Data Modeling: Entity-Relationship Data Model

Salvatore T. March, in Encyclopedia of Information Systems, 2003

II.C. Attribute

Attributes name and specify the characteristics or descriptors of entities and relationships that must be maintained within an information system. Each instance of an entity or relationship has a value for each attribute ascribed to that entity or relationship. Chen defined an attribute as a function that maps from tin entity or relationship instance into a set of values. The implication is that an attribute is single valued—each instance has exactly one value for each attribute. Some data modeling formalisms allow multivalued attributes, however, these are often difficult to conceptualize and implement. They will not be considered in this article.

Returning to the definition of an entity, the “common set of characteristics or descriptors” shared by all instances of an entity is the combination of its attributes and relationships. Hence an entity may be viewed as that collection of instances having the same set of attributes and participating in the same set of relationships. Of course, the context determines the set of attributes and relationships that are “of interest.” For example, within one context a Customer entity may be defined as the collection of instances having the attributes customer number, name, street address, city, state, zip code, and credit card number, independent of whether that instance is an individual person, a company, a local government, a federal agency, a charity, or a country.

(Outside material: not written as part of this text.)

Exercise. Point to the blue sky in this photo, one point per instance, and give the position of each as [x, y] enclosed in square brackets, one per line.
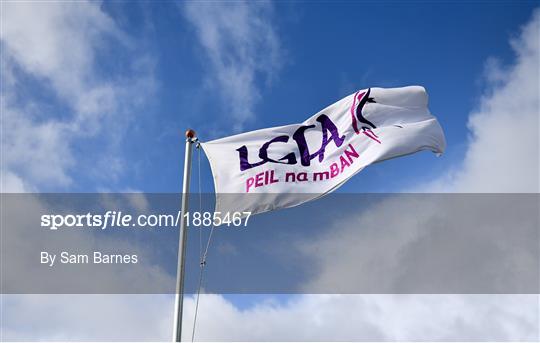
[96, 96]
[325, 52]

In a different context, where the type of organization determines how the customer is billed or even if it is legal to sell specific product to that instance, these same instances may be organized into different entities and additional attributes may be defined for each.

Read full chapter

URL: https://www.sciencedirect.com/science/article/pii/B0122272404000344

Answer: Data redundancy occurs when different divisions, functional areas, and groups in an organization independently collect the same piece of information.

Which of the following enables users to view the same data in different ways?

Multidimensional analysis enables users to view the same data in different ways using multiple dimensions.

Which of the following is a specialized language that programmers use to add and change data in the database?

Chapter 6.

When the same data is duplicated in numerous files of a database This is known as data?

Data redundancy occurs when the same piece of data is stored in two or more separate places and is a common occurrence in many businesses.